La situación en que se encuentran las relaciones entre el gobierno Santos y el de los Estados Unidos es tan traumática, o más, que hace 20 años, al fragor del proceso ocho mil.
Para explicar un panorama tan sombrío es necesario resumirlo todo en una tesis a la que podría denominarse como la tesis de la “desconfianza estructural”.
La desconfianza estructural se basa en dos grandes planos sobre los que ambos gobiernos se mueven: el superficial (expreso, manifiesto) y el profundo (tácito, latente).
En cada uno de estos planos son tres los traumas que marcan la agenda y definen las tendencias estratégicas: organizaciones antisistémicas, drogas y dictadura chavista.
Como se verá, estos tres traumas se proyectan de manera muy distinta en cada uno de los dos planos mencionados en el que las relaciones se mueven.
En el primer plano, el superficial, los dos gobiernos manejan los clichés con los que, tradicionalmente, se han expresado los gobiernos de Washington y Bogotá, considerándose a sí mismos como “los mejores aliados del hemisferio”.
De tal forma, fluyen los elogios mutuos para alentar los procesos de diálogo con los extremistas, siempre con base en la esperanza de la “construcción de la paz” y “el fin del conflicto”.
Pero, en el otro plano, el profundo, y ya con los pies sobre la tierra, Washington parece percibir con toda claridad que el crimen transnacional se expande, que las Farc no son lo suficientemente transparentes y que están gozando de indebidos privilegios en materia de justicia, armas y bienes, a tal punto que “no están cumpliendo lo acordado”, tal como lo mencionó el embajador Whitaker en septiembre al referirse al asunto de las drogas.

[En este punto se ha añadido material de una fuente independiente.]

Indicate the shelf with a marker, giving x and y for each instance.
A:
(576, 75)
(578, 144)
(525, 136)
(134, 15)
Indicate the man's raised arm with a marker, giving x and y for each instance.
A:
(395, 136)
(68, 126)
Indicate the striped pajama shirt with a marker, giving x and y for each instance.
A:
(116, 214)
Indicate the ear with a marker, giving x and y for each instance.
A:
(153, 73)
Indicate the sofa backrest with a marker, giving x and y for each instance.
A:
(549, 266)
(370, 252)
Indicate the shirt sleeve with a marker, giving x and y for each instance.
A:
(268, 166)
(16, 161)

Por otra parte, cuando se trata, precisamente, de este tema de las drogas, los dos gobiernos parecen entenderse y coordinar sus percepciones en el plano superficial; pero, en el plano profundo, la cuestión es bien distinta.
En efecto, por un lado, y como es apenas justo y merecido, la Casa Blanca manifiesta su absoluto reconocimiento a la labor de las Fuerzas Armadas colombianas en la lucha contra el fenómeno.
Pero, por otro, desenmascara sin rubor alguno la elasticidad deliberada del gobierno Santos en cuanto a la expansión de los cultivos ilícitos, llegando, incluso, a plantear la descertificación y sosteniendo, sin ambages, que las Farc continuarán en la lista de agrupaciones terroristas hasta que -algún día- demuestren que han dejado serlo.
Por último, en cuanto al régimen despótico de Venezuela, los dos gobiernos coinciden en lo superficial en lo obvio: que toda dictadura es tóxica.
Pero, en el plano profundo, la situación es bien distinta y mientras el gobierno Santos sigue manejando un discurso de cajón, intrascendente y con obsolescencia programada para no afectar directamente sus negociados con Timochenko, Gabino y los del Clan del Golfo, Washington aplica sanciones personalizadas y prepara medidas aún más drásticas que causan psoriasis incurable en la Casa de Nariño.
En resumen, lo más probable es que el próximo gobierno colombiano tendrá que darse a la meticulosa tarea de regresar por la senda de la cooperación interagencial, las iniciativas combinadas y la unidad de criterios para enfrentar a las organizaciones antisistémicas violentas (visibles o encubiertas).
En pocas palabras, hacer trizas la desconfianza estructural para inaugurar una era de unidad fundamental.